We know that mold can biosynthesize nanoparticles.

In one of our previous blog pieces, “And now for something completely different!”, we discussed mold and its ability to produce nanoparticles.

In nanotechnology, it has been discovered that by using the natural processes of biological systems, Aspergillus fumigatus can be used as a nanoparticle factory. The synthesis process was quite fast and silver nanoparticles were formed within minutes of silver ion coming in contact with the cell filtrate, claims the Bhainsha study from 2006, Extracellular biosynthesis of silver nanoparticles using the fungus Aspergillus fumigatus

If mold is in fact capable of biosynthesizing nanoparticles and metabolizing them, then that compounds things even more. We know mold is capable of biosynthesis, because scientists are using that technology to create “nanofactories”. There’s no reason to think mold would only do this in captivity.

We know that in this day and age, mold has a lot more access to metal particles than it used to.

Heavy metal contamination from burning oil, aerosolized household chemicals and pesticides, heavy metals and inorganic ions in our waste material which becomes processed into fertilizer via sewer sludge, industrial off-gassing…all have contributed to a toxic planet.

All of these things come into play in order to conceptualize this:

What if mold has adapted?   What if it is evolving to meet its survival needs in the industrial atmosphere created by man’s machinations?  Fungi, after all, have been in the business of evolving for well over a billion years.  What if some molds have mutated to allow them to withstand formerly intolerable metal particulates, and convert them to nanoparticulates?

If you’re still with me so far, consider the following theorizations by Erik Johnson.   Based on the above, I found them to make perfect sense and to fit well with what my illness experience has been.

  1. If a mold only produced nnps while obtaining metal particles, this could account for how the illnesses can mysteriously arise and disappear for “no reason”. Nanoparticle production would vary greatly.
  2. If the mold which produces the nnps is a toxin-producer, the attached VOC would be of the associated mycotoxin, or the toxin produced by that particular mold.
  3. But if the mold is NOT virulent, and just using Fentons (a bio-chemical process)to degrade materials… the resulting illness might be from whatever VOC was scrubbed from the air and transported into the brain instead of mycotoxins.

How would this manifest itself as illness expression?  Well, depending on the mold and what it came into contact with, there could be outbreaks of similar and yet slightly different illness.  According to Erik:

In hospitals, the nurses would have an inexplicable reaction to gluteraldehyde glommed onto the nnp.

In FEMA trailers, the “illness” would be the attached formaldehyde.

In Sheep Dip Farmers who get Myalgic Encephalomyelitis, it would be the OP pesticides they are using on moldy sheep.

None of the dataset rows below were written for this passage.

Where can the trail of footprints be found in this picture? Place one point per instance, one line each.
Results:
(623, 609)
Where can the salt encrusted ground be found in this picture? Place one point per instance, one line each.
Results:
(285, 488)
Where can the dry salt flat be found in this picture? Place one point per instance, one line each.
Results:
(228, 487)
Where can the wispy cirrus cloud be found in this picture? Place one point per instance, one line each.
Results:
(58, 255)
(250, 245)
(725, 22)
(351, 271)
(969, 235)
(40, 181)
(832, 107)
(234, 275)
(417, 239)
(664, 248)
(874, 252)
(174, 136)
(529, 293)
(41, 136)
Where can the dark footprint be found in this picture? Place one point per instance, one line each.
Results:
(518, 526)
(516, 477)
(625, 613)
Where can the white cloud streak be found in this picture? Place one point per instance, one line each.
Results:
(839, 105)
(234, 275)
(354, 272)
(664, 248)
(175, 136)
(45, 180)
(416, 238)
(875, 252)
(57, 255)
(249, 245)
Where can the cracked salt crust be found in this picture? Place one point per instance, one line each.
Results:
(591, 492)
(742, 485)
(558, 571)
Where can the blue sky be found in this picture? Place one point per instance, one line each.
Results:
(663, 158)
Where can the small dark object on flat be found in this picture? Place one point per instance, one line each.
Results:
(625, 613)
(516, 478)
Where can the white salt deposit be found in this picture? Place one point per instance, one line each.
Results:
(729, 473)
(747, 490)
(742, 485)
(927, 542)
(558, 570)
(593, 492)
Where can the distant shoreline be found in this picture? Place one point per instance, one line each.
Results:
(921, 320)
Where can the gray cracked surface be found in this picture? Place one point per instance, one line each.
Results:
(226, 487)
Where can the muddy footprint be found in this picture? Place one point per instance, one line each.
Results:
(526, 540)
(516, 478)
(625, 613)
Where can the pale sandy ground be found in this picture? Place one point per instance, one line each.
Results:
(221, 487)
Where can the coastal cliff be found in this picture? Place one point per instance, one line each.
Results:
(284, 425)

In office buildings, reactions to the chemicals in carpet…. MCS galore!

More food for thought from Erik:

The common denominator between seemingly unrelated chemical exposures is that when mold is involved, novel pathogenesis is being seen.

In the past, mold did not have materials of such high density to process, so their Fentons would never have been so strong.

Which may account for the sporadic way this happened in the past, but has become quite common now.

The mold might sit there, toxic to bacteria, yet fairly benign against our normal human immunity, until metal particles sweep in on the winds, precipitate in the rain, channel to a mold colony, spew out nanoparticles, and suddenly turn the same mold colony into the “altered antigenic toxin spewing demon from Hell“, throwing out a means by which nearly any VOC that is there to be attracted by its surface energy, then suddenly allows these toxins to sail right on into the brain.